RE: RAID halting

Andrew Burgess <aab@xxxxxxxxxxx> · Fri, 24 Apr 2009 08:24:42 -0700

On Thu, 2009-04-23 at 23:52 -0500, Leslie Rhorer wrote:

> Does anyone have any better suggestions or comments on creating the array
> with these options?  It is going to start as an 8T array and probably grow
> to 30T by the end of this year or early next year, increasing the number of
> drives to 12 and then swapping out the 1T drives for 3T drives, hopefully
> after the price of 3T drives has dropped considerably.
> 
> I intend to create an XFS file system 

The one disadvantage to XFS is you cannot shrink the filesystem. This is
handy when upgrading the array when you want to reuse some of the
smaller disks to save money. i.e:

Create a new 3T device array but one that only holds say half your data.
Copy half your data to the new array. Shrink the old array (fs and then
md). This frees up some 1T disks which you can make into 3T devices with
md, add to the new array, grow the fs. Repeat untill all the data is
transferred. Your data is protected against disk failure the whole time.

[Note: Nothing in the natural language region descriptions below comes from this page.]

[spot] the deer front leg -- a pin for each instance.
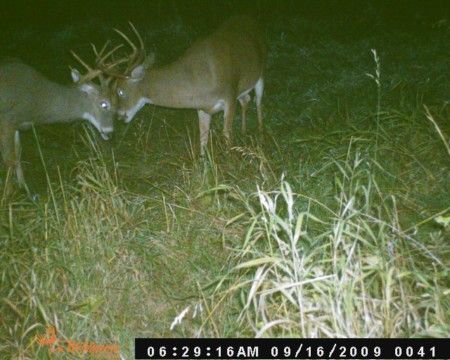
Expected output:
(228, 114)
(204, 122)
(10, 149)
(244, 100)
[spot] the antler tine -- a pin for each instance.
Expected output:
(91, 74)
(127, 39)
(74, 54)
(104, 47)
(141, 42)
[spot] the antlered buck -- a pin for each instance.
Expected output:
(210, 76)
(27, 98)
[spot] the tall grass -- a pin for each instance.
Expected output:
(345, 270)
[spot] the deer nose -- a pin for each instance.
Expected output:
(121, 115)
(106, 132)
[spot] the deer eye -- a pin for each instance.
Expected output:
(105, 105)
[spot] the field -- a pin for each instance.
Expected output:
(332, 223)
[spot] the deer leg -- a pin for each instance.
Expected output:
(244, 100)
(204, 122)
(259, 90)
(228, 115)
(17, 155)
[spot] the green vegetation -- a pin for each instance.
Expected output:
(333, 223)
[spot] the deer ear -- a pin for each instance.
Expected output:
(88, 88)
(76, 76)
(138, 72)
(150, 61)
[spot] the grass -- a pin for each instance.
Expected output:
(331, 224)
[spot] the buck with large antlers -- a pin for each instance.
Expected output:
(211, 76)
(28, 98)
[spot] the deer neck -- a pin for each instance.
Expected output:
(169, 86)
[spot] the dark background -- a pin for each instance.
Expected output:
(53, 14)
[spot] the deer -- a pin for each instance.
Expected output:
(28, 98)
(211, 76)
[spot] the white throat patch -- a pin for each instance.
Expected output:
(139, 105)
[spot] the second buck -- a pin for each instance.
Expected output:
(28, 98)
(211, 76)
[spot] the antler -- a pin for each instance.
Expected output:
(138, 54)
(100, 69)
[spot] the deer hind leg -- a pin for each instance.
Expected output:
(244, 100)
(228, 114)
(204, 122)
(259, 90)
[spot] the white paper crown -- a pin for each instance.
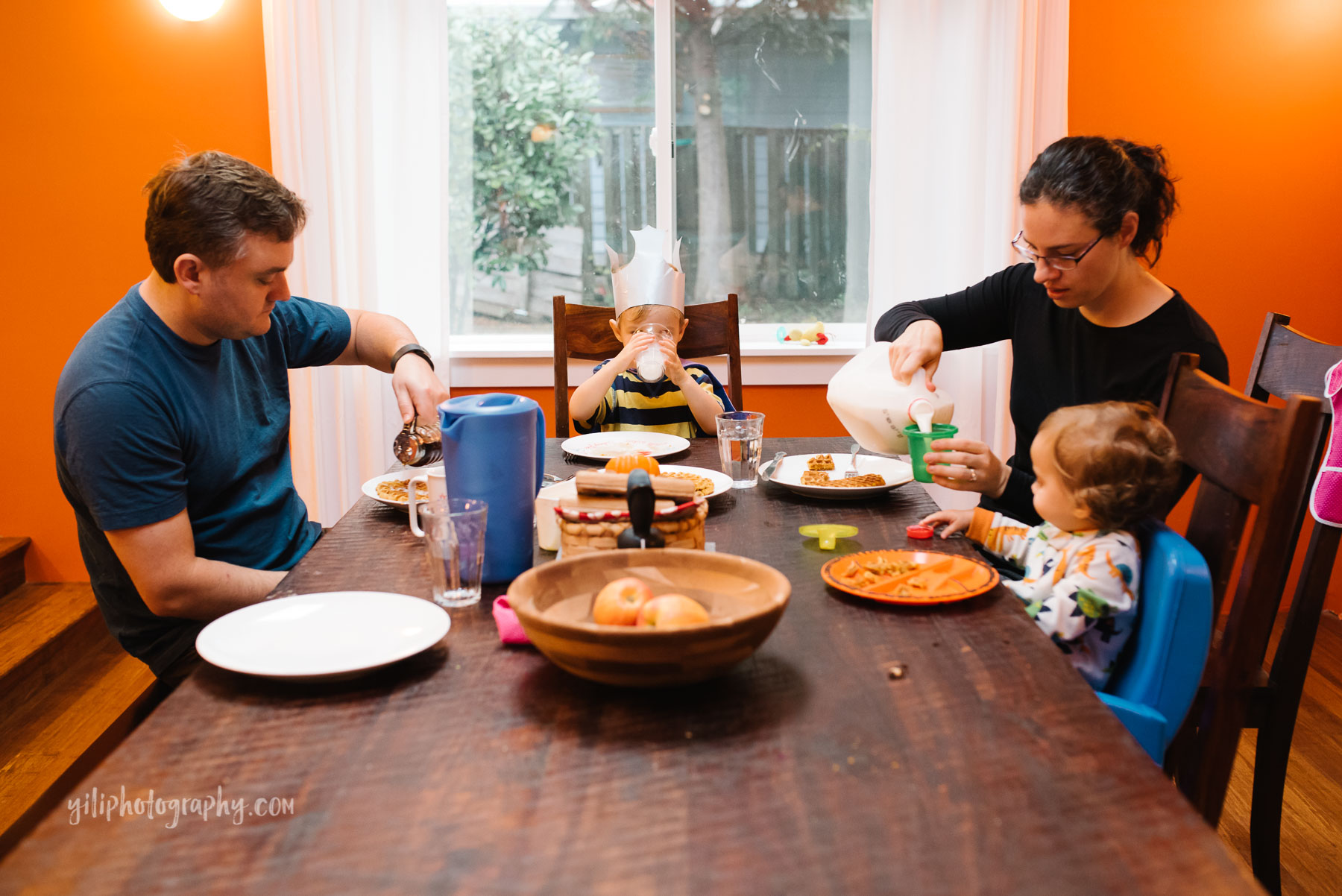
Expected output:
(650, 277)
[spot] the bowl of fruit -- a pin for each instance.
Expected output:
(650, 617)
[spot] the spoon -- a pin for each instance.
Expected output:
(852, 464)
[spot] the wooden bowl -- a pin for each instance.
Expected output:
(744, 597)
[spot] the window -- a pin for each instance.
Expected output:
(765, 124)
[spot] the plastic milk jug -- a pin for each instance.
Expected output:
(875, 408)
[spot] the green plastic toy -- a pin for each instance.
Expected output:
(828, 534)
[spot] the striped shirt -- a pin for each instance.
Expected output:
(631, 404)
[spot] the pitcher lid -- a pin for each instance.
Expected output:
(491, 403)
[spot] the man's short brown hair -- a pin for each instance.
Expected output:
(207, 203)
(1117, 458)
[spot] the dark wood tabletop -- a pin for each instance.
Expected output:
(989, 768)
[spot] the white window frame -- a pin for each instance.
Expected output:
(482, 360)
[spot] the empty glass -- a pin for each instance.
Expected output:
(454, 534)
(741, 446)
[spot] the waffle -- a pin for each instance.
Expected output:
(820, 461)
(702, 485)
(866, 481)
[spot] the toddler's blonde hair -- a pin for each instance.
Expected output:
(1117, 458)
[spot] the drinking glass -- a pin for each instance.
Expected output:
(454, 535)
(741, 446)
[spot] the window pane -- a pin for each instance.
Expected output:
(773, 156)
(550, 114)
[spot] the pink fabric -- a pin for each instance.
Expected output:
(510, 631)
(1326, 496)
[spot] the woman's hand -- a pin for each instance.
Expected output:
(972, 467)
(956, 521)
(919, 347)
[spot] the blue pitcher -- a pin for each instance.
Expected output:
(494, 449)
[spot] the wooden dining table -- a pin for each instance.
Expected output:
(984, 765)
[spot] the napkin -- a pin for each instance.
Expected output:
(510, 631)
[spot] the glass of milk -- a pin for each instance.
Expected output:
(651, 361)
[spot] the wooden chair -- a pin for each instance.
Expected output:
(1248, 455)
(1288, 362)
(582, 332)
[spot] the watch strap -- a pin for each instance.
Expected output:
(412, 347)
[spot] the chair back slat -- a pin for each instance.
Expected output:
(1247, 454)
(584, 332)
(1288, 362)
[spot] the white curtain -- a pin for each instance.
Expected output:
(966, 94)
(357, 129)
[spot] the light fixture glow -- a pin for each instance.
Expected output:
(192, 10)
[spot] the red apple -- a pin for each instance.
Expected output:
(671, 611)
(619, 602)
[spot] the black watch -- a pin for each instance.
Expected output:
(412, 347)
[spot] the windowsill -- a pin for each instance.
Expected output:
(505, 347)
(498, 361)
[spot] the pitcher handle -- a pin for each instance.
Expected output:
(540, 449)
(412, 486)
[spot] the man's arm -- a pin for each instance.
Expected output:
(172, 581)
(374, 338)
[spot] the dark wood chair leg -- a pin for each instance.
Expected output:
(1290, 667)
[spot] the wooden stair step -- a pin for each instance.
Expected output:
(38, 622)
(11, 562)
(62, 722)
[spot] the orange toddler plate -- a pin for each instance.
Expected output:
(910, 577)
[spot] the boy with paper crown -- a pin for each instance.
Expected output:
(647, 387)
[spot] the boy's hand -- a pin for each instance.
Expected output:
(674, 367)
(637, 344)
(956, 521)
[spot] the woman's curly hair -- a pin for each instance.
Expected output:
(1117, 458)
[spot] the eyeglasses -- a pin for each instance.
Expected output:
(1056, 262)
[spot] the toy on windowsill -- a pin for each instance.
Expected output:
(815, 334)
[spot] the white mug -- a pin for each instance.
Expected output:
(434, 479)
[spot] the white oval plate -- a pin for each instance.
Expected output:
(322, 636)
(603, 446)
(371, 486)
(897, 473)
(721, 482)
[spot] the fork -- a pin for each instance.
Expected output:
(852, 464)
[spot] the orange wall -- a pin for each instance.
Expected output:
(1246, 95)
(95, 97)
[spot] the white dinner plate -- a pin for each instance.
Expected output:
(322, 636)
(603, 446)
(371, 486)
(721, 482)
(788, 474)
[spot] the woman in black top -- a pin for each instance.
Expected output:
(1086, 317)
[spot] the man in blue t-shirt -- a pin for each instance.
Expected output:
(172, 414)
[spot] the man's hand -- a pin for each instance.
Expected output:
(419, 392)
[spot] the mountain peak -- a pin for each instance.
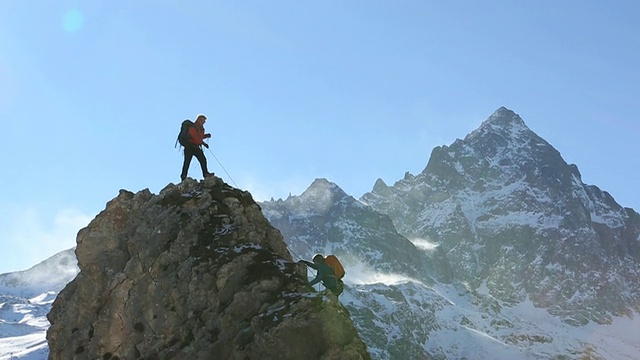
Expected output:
(209, 277)
(504, 117)
(503, 122)
(322, 188)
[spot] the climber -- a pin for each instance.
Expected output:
(193, 146)
(326, 273)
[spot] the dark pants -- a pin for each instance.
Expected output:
(189, 152)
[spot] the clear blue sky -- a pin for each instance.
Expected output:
(92, 94)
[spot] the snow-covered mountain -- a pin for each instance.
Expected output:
(515, 218)
(496, 250)
(513, 257)
(25, 299)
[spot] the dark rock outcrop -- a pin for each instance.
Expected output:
(195, 272)
(513, 216)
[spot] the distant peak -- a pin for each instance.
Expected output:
(504, 116)
(503, 121)
(320, 188)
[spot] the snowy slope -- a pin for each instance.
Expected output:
(402, 313)
(25, 299)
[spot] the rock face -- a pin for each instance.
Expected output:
(195, 272)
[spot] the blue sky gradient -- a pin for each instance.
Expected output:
(92, 94)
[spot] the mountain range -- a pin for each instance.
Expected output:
(496, 250)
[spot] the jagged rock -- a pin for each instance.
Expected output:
(195, 272)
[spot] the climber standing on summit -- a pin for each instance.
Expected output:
(193, 146)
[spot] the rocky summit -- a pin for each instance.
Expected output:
(195, 272)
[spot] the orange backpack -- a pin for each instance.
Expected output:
(335, 265)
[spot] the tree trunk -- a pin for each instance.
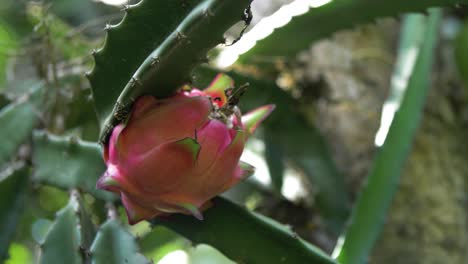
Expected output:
(427, 222)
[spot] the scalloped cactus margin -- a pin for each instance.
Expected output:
(170, 65)
(322, 21)
(114, 244)
(69, 238)
(143, 28)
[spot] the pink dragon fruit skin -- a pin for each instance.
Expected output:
(173, 156)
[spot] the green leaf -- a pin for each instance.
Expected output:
(114, 244)
(59, 161)
(461, 52)
(19, 254)
(243, 236)
(13, 189)
(69, 237)
(303, 144)
(17, 121)
(186, 40)
(146, 24)
(8, 46)
(160, 241)
(40, 229)
(339, 14)
(371, 208)
(274, 157)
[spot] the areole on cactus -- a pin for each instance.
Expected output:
(175, 154)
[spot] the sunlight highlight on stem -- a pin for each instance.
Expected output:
(265, 27)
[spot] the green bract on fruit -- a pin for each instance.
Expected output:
(175, 154)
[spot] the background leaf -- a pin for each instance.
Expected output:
(113, 244)
(17, 121)
(58, 161)
(371, 207)
(13, 192)
(339, 14)
(243, 236)
(70, 235)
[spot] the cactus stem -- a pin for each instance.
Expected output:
(181, 36)
(126, 8)
(135, 81)
(209, 13)
(155, 61)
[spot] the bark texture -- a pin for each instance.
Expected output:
(427, 222)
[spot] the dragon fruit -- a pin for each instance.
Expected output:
(175, 154)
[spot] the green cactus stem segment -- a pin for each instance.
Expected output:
(262, 239)
(169, 66)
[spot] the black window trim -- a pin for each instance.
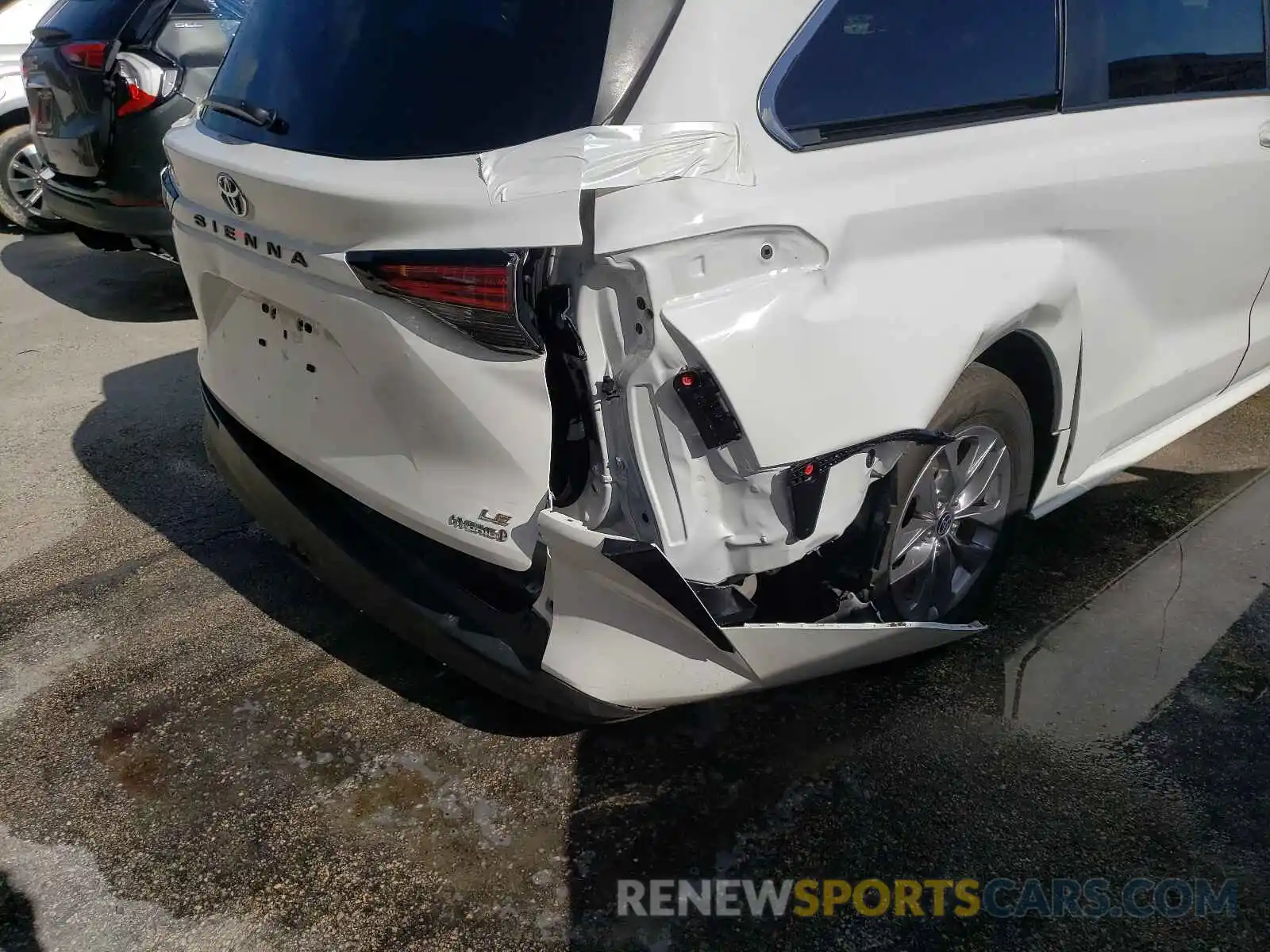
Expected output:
(850, 132)
(1161, 99)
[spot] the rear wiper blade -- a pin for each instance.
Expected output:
(264, 118)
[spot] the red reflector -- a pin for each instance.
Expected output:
(139, 101)
(89, 56)
(483, 289)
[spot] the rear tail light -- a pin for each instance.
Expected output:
(89, 55)
(474, 292)
(145, 83)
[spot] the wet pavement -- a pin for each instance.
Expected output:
(202, 749)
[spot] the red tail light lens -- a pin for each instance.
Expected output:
(87, 56)
(482, 289)
(473, 292)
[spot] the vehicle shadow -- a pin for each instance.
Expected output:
(131, 287)
(17, 919)
(143, 444)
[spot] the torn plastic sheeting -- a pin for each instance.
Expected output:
(615, 156)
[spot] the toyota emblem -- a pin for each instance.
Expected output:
(232, 194)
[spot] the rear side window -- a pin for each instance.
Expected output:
(92, 19)
(387, 79)
(1149, 48)
(876, 67)
(198, 32)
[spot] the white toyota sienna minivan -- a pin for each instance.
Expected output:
(633, 352)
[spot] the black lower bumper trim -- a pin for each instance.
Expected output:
(421, 590)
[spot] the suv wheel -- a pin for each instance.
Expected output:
(22, 194)
(946, 536)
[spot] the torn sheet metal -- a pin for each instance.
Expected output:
(615, 156)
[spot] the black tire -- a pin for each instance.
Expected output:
(982, 397)
(13, 141)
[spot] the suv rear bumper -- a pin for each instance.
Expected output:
(421, 601)
(626, 632)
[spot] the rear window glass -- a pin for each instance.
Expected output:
(385, 79)
(876, 61)
(1149, 48)
(92, 19)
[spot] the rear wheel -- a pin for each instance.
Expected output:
(948, 533)
(22, 192)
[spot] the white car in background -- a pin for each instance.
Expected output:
(21, 188)
(634, 352)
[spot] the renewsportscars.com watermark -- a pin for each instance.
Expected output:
(965, 898)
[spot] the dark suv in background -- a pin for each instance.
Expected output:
(106, 80)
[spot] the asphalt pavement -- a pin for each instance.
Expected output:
(202, 749)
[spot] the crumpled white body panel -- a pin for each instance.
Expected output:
(615, 156)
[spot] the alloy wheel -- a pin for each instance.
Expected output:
(25, 182)
(950, 524)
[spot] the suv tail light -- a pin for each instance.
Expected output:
(474, 292)
(145, 83)
(89, 55)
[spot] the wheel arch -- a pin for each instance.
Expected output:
(1028, 361)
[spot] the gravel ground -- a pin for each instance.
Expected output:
(202, 749)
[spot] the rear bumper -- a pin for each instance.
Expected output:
(598, 628)
(99, 209)
(391, 574)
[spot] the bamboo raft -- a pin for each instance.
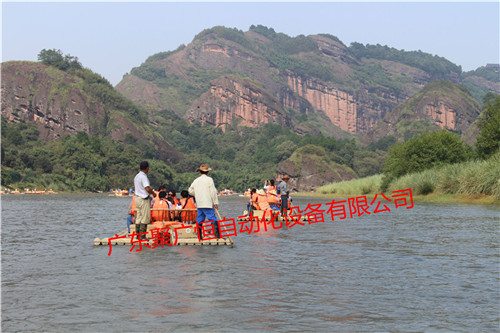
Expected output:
(275, 214)
(179, 233)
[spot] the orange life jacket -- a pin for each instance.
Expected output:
(160, 215)
(263, 204)
(270, 188)
(132, 207)
(255, 197)
(188, 216)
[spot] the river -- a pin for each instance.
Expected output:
(434, 267)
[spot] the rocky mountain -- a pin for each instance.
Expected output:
(439, 105)
(313, 84)
(61, 103)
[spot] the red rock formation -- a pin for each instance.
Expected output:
(338, 106)
(230, 99)
(443, 115)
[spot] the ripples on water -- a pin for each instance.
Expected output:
(429, 268)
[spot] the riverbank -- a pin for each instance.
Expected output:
(430, 198)
(475, 182)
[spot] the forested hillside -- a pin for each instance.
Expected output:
(253, 105)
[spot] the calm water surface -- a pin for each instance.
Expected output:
(430, 268)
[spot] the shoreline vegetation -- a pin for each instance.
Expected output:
(475, 181)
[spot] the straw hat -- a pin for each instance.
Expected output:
(203, 167)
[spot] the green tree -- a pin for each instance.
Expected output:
(488, 139)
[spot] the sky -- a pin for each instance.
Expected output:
(111, 38)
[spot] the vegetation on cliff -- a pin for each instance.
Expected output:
(439, 162)
(376, 76)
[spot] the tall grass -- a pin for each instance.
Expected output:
(468, 178)
(367, 185)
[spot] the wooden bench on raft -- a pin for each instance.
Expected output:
(180, 233)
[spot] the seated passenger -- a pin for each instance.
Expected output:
(173, 195)
(272, 199)
(187, 202)
(252, 203)
(262, 200)
(158, 213)
(131, 215)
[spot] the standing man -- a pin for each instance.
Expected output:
(284, 191)
(142, 191)
(204, 191)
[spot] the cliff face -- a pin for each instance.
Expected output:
(338, 106)
(343, 89)
(32, 93)
(58, 104)
(231, 99)
(439, 105)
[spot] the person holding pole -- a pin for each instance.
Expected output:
(205, 194)
(142, 200)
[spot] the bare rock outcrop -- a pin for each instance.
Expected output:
(33, 93)
(232, 99)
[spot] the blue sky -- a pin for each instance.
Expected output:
(113, 37)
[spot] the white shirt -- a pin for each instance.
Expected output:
(204, 191)
(141, 181)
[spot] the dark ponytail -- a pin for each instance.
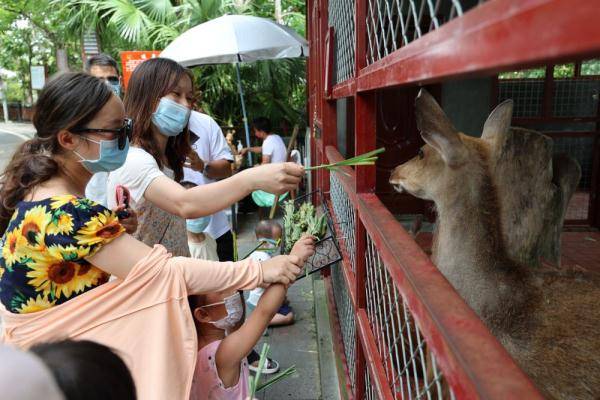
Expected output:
(68, 101)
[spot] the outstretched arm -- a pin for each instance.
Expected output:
(204, 200)
(238, 344)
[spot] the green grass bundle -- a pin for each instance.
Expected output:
(254, 385)
(363, 159)
(298, 222)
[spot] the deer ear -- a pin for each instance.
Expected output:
(437, 130)
(498, 122)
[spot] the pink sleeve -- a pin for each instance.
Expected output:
(203, 276)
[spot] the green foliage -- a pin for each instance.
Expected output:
(590, 67)
(276, 89)
(534, 73)
(302, 221)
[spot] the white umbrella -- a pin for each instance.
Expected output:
(235, 39)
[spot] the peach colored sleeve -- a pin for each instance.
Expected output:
(203, 276)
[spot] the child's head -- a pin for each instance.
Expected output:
(268, 229)
(222, 310)
(87, 370)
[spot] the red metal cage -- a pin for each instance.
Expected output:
(400, 329)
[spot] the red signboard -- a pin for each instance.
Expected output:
(131, 59)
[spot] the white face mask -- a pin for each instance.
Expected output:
(235, 310)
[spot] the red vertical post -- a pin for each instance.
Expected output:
(364, 133)
(329, 131)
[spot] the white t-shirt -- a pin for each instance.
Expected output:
(256, 293)
(96, 188)
(206, 250)
(139, 170)
(210, 146)
(274, 146)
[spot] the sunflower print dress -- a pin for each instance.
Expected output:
(44, 249)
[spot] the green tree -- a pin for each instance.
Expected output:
(47, 21)
(273, 88)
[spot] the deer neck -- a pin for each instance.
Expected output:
(469, 251)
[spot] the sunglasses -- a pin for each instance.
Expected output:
(112, 79)
(123, 132)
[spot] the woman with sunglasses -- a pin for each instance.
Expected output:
(159, 97)
(57, 249)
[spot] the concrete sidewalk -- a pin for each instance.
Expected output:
(305, 344)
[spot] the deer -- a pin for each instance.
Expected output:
(491, 234)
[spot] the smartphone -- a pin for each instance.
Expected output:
(123, 196)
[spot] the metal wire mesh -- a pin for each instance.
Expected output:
(392, 24)
(527, 95)
(344, 211)
(341, 18)
(410, 367)
(346, 314)
(581, 149)
(576, 98)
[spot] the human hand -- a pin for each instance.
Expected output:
(194, 162)
(128, 218)
(281, 269)
(304, 247)
(275, 178)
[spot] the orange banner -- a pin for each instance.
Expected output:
(131, 59)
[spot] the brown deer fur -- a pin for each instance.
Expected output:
(548, 319)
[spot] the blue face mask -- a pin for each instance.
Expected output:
(197, 225)
(170, 117)
(110, 158)
(115, 87)
(269, 246)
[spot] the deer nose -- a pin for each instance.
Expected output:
(396, 177)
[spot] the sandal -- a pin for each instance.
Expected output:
(270, 367)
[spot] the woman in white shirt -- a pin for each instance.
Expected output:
(159, 96)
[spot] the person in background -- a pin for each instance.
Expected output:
(273, 148)
(272, 151)
(209, 161)
(159, 97)
(269, 233)
(201, 244)
(104, 67)
(87, 370)
(23, 376)
(222, 369)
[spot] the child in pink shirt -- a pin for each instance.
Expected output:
(222, 369)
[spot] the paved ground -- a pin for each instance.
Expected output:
(11, 136)
(297, 344)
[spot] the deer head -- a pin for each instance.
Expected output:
(440, 162)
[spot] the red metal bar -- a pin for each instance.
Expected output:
(365, 139)
(461, 343)
(364, 120)
(374, 362)
(345, 386)
(344, 89)
(495, 36)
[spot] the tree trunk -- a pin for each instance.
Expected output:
(62, 60)
(278, 15)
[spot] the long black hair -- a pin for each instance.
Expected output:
(87, 370)
(68, 101)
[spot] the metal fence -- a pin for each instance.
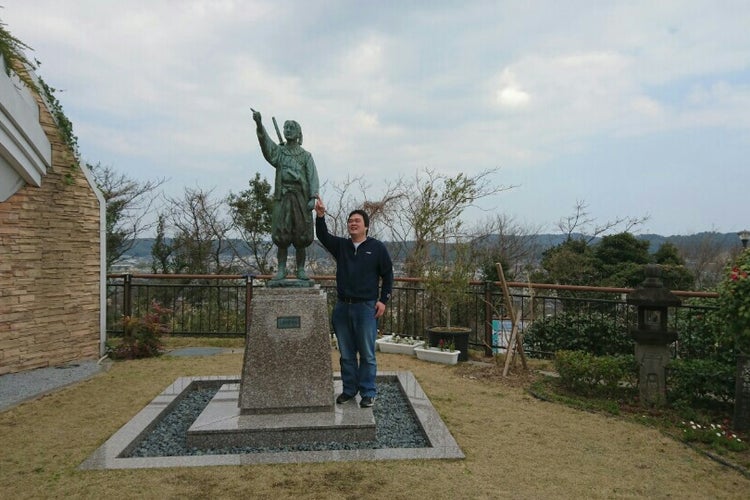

I did exactly this in the past with ext3 but talked myself into using
xfs for the new array so this time when I upgraded the array from 400G
devices to 750GB devices I had to buy enough 750's to hold everything. I
was still able to reuse some of the 400GB to give lots of extra space on
the new array after the copy.

> on the raw RAID device, which I am
> given to understand offers few if any disadvantages compared to
> partitioning the array, or partitioning the devices below the array, for
> that matter, given I am devoting each entire device to the array and the
> entire array to the single file system.  Does anyone strongly disagree?  I
> see no advantage to LVM in this application, either.  Again, are there any
> dissenting opinions?

I agree about LVM but am no expert

> 3.  The man page says "When a filesystem is created on a logical volume
> device, mkfs.xfs will automatically  query  the  logical  volume  for
> appropriate sunit and swidth values."  Does this mean it is best for me to
> simply not worry about setting these parameters and let mkfs.xfs do it, or
> is there a good reason for me to intervene?
> 
> 4.  My reading, including the statement in the mkfs.xfs man page which says,
> "The value [of the sw parameter] is expressed as a multiplier of the stripe
> unit, usually the same as the number of stripe members in the logical volume
> configuration, or data disks in a RAID device", suggests to me the optimal
> stripe size for an XFS file system will change when the number of member
> disks is increased.  Am I correct in this inference?  If so, I haven't seen
> anything suggesting the stripe size of the FXS file system can be modified
> after the file system is created.  Certainly the man page for xfs_growfs
> mentions nothing of it.  The researchers I read all suggested the
> performance of FXS is greatly enhanced if the file system stripe size
> matches the RAID stripe size.  I'm also a little puzzled why the stripe
> width of the XFS file system should be the same as the number of drives in a
> RAID 5 or RAID 6 array, since to the file system the stripe extent would
> seem to be defined by the data drives, because a payload which fits
> perfectly on N drive chunks is spread across N+2 drive chunks on a RAID 6
> array.  To put it another way, it seems to me the parity drives should be
> excluded from the calculation.

The mount man page says it can be changed at mount time which does seem
a little strange to me.

Quoting man mount:

       sunit=value and swidth=value

"Used  to  specify  the  stripe unit and width for a RAID device or a
stripe volume.  value must be specified in 512-byte block units.  If
this option is not specified and the filesystem was made on a stripe
volume or the stripe width or unit were specified for the RAID device at
mkfs time,  then  the  mount system call will restore the value from the
superblock.  For filesystems that are made directly on RAID devices,
these options can be used to override the information in the superblock
if the underlying disk layout changes after the filesystem has been
created. The swidth option is required if the sunit option has been
specified, and must be a multiple of the sunit value."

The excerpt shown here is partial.